# Dry/coarse fur



## alphatyson (Oct 28, 2011)

Hey guys,

I have a 3.5 month old GSD puppy and since about 3-4 weeks ago have noticed that his fur is really dry and coarse along his spine. Everywhere else it's nice and soft like a puppy's fur should be; a petsmart employee even petted him once and noted how soft his head was. I'm a little concerned... why only this region? It's literally just a line down his back (beginning with his neck and ending halfway down his tail). It feels like an old brush and it's terrible... How do I fix this?

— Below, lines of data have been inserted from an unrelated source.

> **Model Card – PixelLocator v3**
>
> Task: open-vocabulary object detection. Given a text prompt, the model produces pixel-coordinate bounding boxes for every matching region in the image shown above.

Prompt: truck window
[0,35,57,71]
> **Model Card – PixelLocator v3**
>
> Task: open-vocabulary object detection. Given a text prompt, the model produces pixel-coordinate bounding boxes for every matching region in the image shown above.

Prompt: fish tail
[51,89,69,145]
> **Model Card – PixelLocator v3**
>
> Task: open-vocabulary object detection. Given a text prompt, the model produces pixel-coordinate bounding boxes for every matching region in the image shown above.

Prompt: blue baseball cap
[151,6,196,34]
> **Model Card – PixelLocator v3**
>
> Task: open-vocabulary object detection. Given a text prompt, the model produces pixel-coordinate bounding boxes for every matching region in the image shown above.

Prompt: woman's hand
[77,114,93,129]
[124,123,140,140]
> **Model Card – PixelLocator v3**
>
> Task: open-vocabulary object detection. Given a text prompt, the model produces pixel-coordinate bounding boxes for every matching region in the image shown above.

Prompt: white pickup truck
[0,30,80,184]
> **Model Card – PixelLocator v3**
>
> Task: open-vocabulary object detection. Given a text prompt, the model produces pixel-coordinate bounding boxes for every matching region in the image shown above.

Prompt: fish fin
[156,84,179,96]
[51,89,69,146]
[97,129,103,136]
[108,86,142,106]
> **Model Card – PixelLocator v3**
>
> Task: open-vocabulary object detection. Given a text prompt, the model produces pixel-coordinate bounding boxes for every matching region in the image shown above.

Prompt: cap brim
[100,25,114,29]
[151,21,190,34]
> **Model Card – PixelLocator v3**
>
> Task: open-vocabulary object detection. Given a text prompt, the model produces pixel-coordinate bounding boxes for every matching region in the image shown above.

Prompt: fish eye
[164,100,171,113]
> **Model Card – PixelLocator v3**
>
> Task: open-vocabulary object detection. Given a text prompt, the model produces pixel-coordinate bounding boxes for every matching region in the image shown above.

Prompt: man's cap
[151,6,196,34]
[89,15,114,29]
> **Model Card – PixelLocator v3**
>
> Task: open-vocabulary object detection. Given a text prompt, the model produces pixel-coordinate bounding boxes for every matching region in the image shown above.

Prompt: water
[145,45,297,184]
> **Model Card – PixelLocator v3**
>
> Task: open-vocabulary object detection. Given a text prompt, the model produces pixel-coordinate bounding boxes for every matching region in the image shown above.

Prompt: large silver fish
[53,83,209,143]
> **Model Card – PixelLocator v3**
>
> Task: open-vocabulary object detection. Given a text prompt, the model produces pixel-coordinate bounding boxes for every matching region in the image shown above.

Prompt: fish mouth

Any help is appreciated, thanks.


----------



## Freestep (May 1, 2011)

It sounds like his adult guard hairs are coming in! Not to worry, soon it will cover his whole body and the puppy fuzz will be underneath. What are you feeding him? If his skin is dry and flaky, you could add some fish oil to his food.


----------



## alphatyson (Oct 28, 2011)

I'm feeding him Blue Buffalo Large Breed Puppy. Is adult hair supposed to be that coarse though? It literally feels like an old brush.. I know I already said that. How do you tell if his skin is dry and flakey? I'm able to push some hair aside but I still can't get a good view of the skin. Will I see dandruff?


----------



## Freestep (May 1, 2011)

Yes when the adult hairs start coming in, they are much coarser than puppy fuzz. That is the guard coat, and it is supposed to be fairly hard and coarse in order to shed dirt, water, and debris properly. In the next few weeks, you will see the guard hair spreading all over his body and he'll start looking like a new dog!

If you don't see flakes in his hair, his skin is probably fine, and he's on a decent diet so I wouldn't worry about it.


----------



## alphatyson (Oct 28, 2011)

But I like the puppy fur  haha, well that's a relief. I'll continue to monitor for any flakes. Thanks!


----------



## Rerun (Feb 27, 2006)

It's normal, have no fear.  Unfortunately they do lose the soft puppy coat and the tougher coat is the replacement. Working dogs need those tough guard hairs. They help protect the dogs skin, and help keep them warm and dry by repelling water. You'll notice that once your dog is older, you really have to spray them good with the water to get down to the skin.


----------



## doggiedad (Dec 2, 2007)

don't worry you'll love his fur through all
of his stages. brushing often helps
maintain a nice coat.



alphatyson said:


> But I like the puppy fur  haha, well that's a relief. I'll continue to monitor for any flakes. Thanks!


----------



## chelle (Feb 1, 2009)

I loved the pup softness, but I like the more adult coat... dirt just seems to jump right off. He's almost self-cleaning.


----------



## Freestep (May 1, 2011)

I love Vinca's coat--super hard, almost wiry, and it sheds dirt like there's no tomorrow. Water beads on her when she goes out in the rain; one shake and I can let her in the house. It also has a bit of a wave to it which I think might be a minor fault, but I kind of like it. Here's a photo of her when she first started getting her guard hairs. Alphatyson, is this what your pup's coat looks like?


----------



## Courtney (Feb 12, 2010)

It looks like your puppy posed just for this post "like this"? So cute....


----------



## alphatyson (Oct 28, 2011)

Freestep said:


> I love Vinca's coat--super hard, almost wiry, and it sheds dirt like there's no tomorrow. Water beads on her when she goes out in the rain; one shake and I can let her in the house. It also has a bit of a wave to it which I think might be a minor fault, but I kind of like it. Here's a photo of her when she first started getting her guard hairs. Alphatyson, is this what your pup's coat looks like?


Yeah it looks like that! Except he is mostly black. I'm glad it's nothing bad, thanks for the help I can sleep peacefully at night again =)


----------